So then our contemporaries afflict us because they have ceased to believe. The most sincere of them will only tell us what it is that happens to himself. They cannot make a world, because they are not free of other human beings. They cannot tell stories because they do not believe the stories are true. They cannot generalise. They depend on their senses and emotions, whose testimony is trustworthy, rather than on their intellects whose message is obscure. And they have perforce to deny themselves the use of some of the most powerful and some of the most exquisite of the weapons of their craft. With the whole wealth of the English language at the back of them, they timidly pass about from hand to hand and book to book only the meanest copper coins. Set down at a fresh angle of the eternal prospect they can only whip out their notebooks and record with agonised intensity the flying gleams, which light on what? and the transitory splendours, which may, perhaps, compose nothing whatever. But here the critics interpose, and with some show of justice.
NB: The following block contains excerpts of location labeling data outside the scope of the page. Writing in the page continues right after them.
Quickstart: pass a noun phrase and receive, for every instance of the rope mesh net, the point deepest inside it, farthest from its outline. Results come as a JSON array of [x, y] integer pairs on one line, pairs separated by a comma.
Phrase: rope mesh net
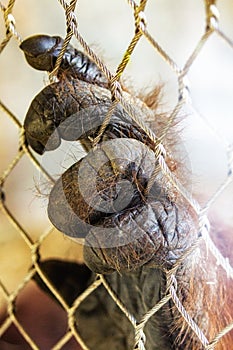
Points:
[[18, 153]]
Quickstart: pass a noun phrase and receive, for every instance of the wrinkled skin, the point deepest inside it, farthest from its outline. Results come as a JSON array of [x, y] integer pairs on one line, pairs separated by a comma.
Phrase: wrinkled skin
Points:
[[134, 242], [41, 52]]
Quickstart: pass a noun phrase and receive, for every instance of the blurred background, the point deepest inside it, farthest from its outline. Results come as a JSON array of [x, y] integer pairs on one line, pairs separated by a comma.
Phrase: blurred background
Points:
[[108, 26]]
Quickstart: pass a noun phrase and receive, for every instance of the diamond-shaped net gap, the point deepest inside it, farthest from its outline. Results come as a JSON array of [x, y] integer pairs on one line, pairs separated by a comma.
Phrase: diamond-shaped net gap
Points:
[[27, 236]]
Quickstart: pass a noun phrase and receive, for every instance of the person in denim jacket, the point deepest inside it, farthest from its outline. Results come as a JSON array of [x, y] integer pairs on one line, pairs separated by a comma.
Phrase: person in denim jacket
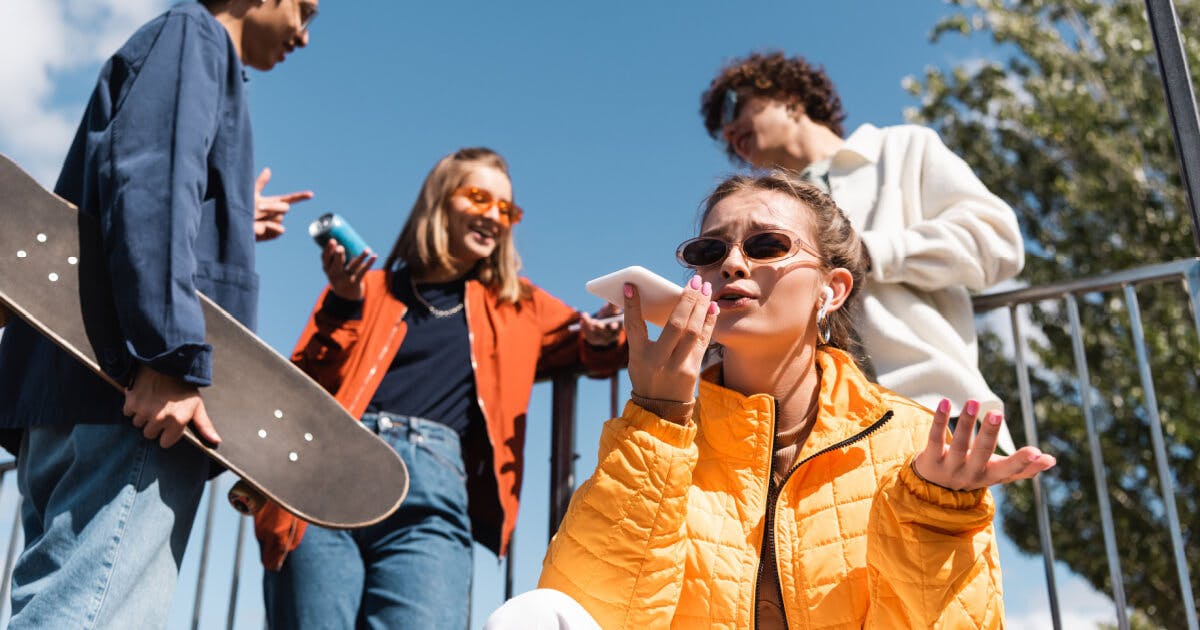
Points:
[[163, 159]]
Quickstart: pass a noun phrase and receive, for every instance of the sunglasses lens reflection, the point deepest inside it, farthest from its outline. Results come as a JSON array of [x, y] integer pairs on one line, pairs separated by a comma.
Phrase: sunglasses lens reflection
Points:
[[703, 252], [767, 246]]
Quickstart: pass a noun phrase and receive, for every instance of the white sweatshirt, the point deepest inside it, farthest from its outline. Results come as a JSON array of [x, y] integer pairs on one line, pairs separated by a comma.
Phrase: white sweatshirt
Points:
[[934, 231]]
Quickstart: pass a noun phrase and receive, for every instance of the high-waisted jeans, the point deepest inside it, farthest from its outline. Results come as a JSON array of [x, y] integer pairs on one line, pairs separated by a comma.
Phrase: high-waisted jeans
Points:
[[412, 570]]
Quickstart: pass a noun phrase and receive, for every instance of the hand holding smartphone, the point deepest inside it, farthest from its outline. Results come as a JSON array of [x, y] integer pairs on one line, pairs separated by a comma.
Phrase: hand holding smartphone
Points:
[[659, 294]]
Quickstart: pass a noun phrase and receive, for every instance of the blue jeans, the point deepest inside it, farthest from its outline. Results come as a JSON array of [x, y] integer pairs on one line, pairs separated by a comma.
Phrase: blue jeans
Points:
[[107, 515], [412, 570]]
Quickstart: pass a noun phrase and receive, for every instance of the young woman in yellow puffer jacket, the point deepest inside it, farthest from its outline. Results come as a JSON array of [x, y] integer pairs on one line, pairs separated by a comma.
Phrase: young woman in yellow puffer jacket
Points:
[[796, 493]]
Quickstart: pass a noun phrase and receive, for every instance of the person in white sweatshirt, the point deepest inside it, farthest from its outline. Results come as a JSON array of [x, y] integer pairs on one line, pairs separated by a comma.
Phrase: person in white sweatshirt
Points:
[[933, 229]]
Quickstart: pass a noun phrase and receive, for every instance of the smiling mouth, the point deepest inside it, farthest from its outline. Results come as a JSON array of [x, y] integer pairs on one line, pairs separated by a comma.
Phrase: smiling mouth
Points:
[[484, 233], [733, 299]]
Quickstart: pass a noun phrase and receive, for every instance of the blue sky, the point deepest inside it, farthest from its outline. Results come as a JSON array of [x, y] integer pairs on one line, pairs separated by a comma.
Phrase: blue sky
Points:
[[595, 108]]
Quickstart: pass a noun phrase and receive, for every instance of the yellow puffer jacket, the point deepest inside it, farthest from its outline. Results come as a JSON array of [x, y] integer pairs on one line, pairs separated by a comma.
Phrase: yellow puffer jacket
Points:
[[669, 531]]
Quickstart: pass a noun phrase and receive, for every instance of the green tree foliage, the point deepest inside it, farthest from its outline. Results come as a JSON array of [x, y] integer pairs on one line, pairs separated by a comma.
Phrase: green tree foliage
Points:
[[1071, 127]]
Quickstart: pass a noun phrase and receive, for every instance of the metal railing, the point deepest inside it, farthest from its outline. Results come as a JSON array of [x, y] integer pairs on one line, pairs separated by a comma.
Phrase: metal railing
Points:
[[563, 454], [1187, 274]]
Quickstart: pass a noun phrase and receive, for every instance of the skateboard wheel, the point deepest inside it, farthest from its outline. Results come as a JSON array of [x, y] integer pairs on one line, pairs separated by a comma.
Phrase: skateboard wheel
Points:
[[245, 499]]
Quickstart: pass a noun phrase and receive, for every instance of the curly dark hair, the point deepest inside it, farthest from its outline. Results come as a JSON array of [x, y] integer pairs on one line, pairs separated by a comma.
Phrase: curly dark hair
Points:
[[773, 75]]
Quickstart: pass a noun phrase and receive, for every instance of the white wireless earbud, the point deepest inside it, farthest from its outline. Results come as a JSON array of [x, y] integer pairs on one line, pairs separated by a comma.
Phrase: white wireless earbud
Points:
[[823, 334], [825, 305]]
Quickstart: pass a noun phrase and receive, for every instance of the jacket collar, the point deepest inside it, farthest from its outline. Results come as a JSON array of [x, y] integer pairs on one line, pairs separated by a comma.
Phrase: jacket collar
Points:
[[743, 426], [864, 144]]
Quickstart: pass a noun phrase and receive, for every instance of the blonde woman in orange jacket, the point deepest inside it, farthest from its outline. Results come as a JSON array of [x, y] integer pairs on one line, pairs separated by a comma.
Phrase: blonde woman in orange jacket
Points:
[[437, 353], [795, 493]]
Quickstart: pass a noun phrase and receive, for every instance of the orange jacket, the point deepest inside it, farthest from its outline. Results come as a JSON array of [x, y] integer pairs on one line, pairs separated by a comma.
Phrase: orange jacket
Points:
[[509, 345], [669, 531]]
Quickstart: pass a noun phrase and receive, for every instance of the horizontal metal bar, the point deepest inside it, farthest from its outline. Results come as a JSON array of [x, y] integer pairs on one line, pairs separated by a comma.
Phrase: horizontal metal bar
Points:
[[1177, 269]]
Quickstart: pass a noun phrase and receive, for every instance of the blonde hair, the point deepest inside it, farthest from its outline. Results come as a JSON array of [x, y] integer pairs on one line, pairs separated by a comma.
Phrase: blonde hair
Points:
[[424, 243], [838, 244]]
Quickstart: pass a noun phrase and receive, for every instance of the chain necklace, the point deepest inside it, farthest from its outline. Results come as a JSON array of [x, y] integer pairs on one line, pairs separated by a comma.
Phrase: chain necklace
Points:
[[441, 313]]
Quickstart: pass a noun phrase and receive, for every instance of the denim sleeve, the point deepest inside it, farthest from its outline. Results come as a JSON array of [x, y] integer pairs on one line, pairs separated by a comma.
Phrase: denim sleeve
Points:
[[161, 137]]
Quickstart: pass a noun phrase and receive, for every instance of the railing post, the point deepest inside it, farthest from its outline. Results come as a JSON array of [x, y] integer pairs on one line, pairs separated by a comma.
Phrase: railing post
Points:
[[562, 455], [197, 605], [1102, 480], [1164, 472], [1031, 436], [1181, 101]]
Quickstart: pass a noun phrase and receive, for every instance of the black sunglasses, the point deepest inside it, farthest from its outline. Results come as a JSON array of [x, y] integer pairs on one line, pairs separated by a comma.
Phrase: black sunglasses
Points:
[[767, 246]]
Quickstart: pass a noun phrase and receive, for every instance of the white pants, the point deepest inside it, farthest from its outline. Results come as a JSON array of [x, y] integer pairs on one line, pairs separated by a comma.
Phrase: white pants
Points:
[[544, 609]]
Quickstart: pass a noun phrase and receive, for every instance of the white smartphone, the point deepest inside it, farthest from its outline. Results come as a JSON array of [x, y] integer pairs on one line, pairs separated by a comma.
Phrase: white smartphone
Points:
[[659, 294]]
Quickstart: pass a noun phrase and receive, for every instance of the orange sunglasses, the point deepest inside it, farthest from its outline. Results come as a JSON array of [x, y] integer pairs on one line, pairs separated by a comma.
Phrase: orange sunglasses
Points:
[[483, 201]]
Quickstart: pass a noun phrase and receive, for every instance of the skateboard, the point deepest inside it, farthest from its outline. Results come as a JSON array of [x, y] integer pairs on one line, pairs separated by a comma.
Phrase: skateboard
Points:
[[282, 433]]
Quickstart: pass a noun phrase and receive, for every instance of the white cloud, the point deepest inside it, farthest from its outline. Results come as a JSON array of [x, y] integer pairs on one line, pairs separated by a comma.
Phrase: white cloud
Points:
[[41, 41]]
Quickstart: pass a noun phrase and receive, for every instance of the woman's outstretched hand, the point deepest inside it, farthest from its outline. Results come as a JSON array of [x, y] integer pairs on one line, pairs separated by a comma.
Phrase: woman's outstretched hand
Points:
[[669, 367], [969, 462]]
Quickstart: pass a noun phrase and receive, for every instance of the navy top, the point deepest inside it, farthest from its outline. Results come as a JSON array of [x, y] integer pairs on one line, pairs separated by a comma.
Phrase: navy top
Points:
[[431, 376], [163, 157]]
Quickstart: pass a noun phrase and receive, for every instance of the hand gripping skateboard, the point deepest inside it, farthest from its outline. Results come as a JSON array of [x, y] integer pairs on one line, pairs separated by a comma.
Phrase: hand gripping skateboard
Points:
[[283, 435]]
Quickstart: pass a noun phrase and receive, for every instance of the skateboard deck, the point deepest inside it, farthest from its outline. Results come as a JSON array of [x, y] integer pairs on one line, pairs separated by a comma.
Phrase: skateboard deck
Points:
[[282, 433]]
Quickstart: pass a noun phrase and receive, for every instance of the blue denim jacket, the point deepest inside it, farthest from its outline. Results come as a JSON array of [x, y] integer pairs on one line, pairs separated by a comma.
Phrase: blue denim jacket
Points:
[[163, 157]]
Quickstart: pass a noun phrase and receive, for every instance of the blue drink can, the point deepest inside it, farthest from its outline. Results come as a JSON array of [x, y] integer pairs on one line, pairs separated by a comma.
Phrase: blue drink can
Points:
[[333, 226]]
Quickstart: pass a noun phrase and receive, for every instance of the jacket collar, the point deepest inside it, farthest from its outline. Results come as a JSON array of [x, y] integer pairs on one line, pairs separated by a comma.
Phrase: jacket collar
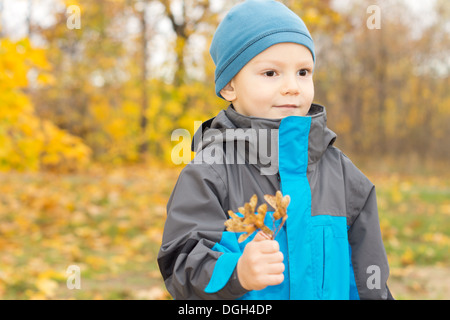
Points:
[[320, 137]]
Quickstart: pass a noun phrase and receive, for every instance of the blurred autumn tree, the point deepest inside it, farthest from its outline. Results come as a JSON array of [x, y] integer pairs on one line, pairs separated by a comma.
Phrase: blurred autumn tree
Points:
[[387, 89], [138, 69]]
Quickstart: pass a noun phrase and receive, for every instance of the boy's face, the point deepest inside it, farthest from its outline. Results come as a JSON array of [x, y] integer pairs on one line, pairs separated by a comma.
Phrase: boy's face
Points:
[[275, 84]]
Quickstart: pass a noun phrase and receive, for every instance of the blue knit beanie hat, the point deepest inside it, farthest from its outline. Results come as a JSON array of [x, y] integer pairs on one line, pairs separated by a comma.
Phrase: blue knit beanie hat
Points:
[[250, 28]]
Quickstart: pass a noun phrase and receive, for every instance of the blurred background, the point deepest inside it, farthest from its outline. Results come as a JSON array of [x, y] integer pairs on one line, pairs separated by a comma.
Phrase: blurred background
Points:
[[91, 91]]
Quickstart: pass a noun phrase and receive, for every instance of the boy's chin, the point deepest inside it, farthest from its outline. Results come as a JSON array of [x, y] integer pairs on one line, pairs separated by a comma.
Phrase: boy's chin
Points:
[[280, 112]]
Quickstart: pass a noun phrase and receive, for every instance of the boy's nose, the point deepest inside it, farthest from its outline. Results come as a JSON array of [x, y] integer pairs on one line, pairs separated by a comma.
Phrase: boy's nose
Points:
[[290, 86]]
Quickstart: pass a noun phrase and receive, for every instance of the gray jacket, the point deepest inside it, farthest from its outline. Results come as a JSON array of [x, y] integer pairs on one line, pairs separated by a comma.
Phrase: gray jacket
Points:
[[331, 241]]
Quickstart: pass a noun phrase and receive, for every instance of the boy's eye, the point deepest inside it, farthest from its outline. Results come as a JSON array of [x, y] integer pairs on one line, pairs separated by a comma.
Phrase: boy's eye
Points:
[[303, 72], [269, 73]]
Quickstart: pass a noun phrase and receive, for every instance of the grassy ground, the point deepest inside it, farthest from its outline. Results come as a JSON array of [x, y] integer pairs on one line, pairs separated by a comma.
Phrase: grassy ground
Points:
[[109, 224]]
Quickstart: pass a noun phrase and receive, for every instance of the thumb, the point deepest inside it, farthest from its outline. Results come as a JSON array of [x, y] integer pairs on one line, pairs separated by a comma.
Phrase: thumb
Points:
[[261, 236]]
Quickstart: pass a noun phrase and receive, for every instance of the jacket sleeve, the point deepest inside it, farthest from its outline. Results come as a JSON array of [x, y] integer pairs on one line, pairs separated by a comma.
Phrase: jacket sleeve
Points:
[[368, 256], [194, 225]]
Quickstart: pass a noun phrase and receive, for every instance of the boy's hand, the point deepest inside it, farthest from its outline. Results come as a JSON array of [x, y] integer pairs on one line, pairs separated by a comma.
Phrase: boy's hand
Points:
[[261, 264]]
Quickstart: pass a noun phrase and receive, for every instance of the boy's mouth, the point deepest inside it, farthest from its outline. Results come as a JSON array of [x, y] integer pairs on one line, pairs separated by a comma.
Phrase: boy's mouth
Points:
[[290, 106]]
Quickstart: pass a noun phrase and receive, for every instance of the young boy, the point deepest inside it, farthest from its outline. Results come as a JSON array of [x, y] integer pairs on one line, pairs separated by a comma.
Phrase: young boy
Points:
[[330, 246]]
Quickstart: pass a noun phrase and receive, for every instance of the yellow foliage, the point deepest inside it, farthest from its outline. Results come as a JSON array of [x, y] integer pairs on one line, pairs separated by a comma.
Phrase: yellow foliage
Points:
[[27, 142]]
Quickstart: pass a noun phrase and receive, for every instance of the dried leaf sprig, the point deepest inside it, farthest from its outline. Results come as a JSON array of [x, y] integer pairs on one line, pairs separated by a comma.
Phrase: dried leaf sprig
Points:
[[250, 222]]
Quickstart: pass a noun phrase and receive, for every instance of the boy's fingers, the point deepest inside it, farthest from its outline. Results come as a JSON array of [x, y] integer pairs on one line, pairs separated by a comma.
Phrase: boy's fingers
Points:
[[270, 246], [261, 236]]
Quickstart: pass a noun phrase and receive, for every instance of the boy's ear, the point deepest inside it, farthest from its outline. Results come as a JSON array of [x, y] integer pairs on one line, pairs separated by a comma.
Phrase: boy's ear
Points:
[[228, 92]]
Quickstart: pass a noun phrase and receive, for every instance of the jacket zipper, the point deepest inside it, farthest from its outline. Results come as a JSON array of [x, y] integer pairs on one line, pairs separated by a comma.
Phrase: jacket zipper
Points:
[[287, 240]]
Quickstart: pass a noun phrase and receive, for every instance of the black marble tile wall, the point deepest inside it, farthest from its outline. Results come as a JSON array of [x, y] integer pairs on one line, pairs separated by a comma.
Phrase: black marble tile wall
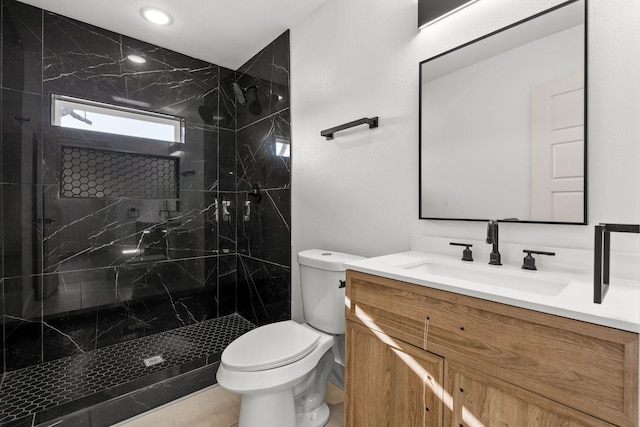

If this description holds good, they say, and is not, as it may well be, entirely dependent upon our position at the table and certain purely personal relationships to mustard pots and flower vases, then the risks of judging contemporary work are greater than ever before. There is every excuse for them if they are wide of the mark; and no doubt it would be better to retreat, as Matthew Arnold advised, from the burning ground of the present to the safe tranquillity of the past. “We enter on burning ground,” wrote Matthew Arnold, “as we approach the poetry of times so near to us, poetry like that of Byron, Shelley, and Wordsworth, of which the estimates are so often not only personal, but personal with passion,” and this, they remind us, was written in the year 1880. Beware, they say, of putting under the microscope one inch of a ribbon which runs many miles; things sort themselves out if you wait; moderation and a study of the classics are to be recommended. Moreover, life is short; the Byron centenary is at hand; and the burning question of the moment is, did he, or did he not, marry his sister? To sum up, then—if indeed any conclusion is possible when everybody is talking at once and it is time to be going—it seems that it would be wise for the writers of the present to renounce for themselves the hope of creating masterpieces. Their poems, plays, biographies, novels are not books but notebooks, and Time, like a good schoolmaster, will take them in his hands, point to their blots and erasions, and tear them across; but he will not throw them into the waste-paper basket. He will keep them because other students will find them very useful. It is from notebooks of the present that the masterpieces of the future are made. Literature, as the critics were saying just now, has lasted long, has undergone many changes, and it is only a short sight and a parochial mind that will exaggerate the importance of these squalls, however they may agitate the little boats now tossing out at sea. The storm and the drenching are on the surface; and continuity and calm are in the depths.

As for the critics whose task it is to pass judgement upon the books of the moment, whose work, let us admit, is difficult, dangerous, and often distasteful, let us ask them to be generous of encouragement, but sparing of those wreaths and coronets which are so apt to get awry, and fade, and make the wearers, in six months time, look a little ridiculous. Let them take a wider, a less personal view of modern literature, and look indeed upon the writers as if they were engaged upon some vast building, which being built by common effort, the separate workmen may well remain anonymous. Let them slam the door upon the cosy company where sugar is cheap and butter plentiful, give over, for a time at least, the discussion of that fascinating topic—whether Byron married his sister—and, withdrawing, perhaps, a handsbreadth from the table where we sit chattering, say something interesting about literature. Let us buttonhole them as they leave, and recall to their memory that gaunt aristocrat, Lady Hester Stanhope, who kept a milk-white horse in her stable in readiness for the Messiah and was for ever scanning the mountain tops, impatiently but with confidence, for signs of his approach, and ask them to follow her example; scan the horizon; see the past in relation to the future; and so prepare the way for masterpieces to come.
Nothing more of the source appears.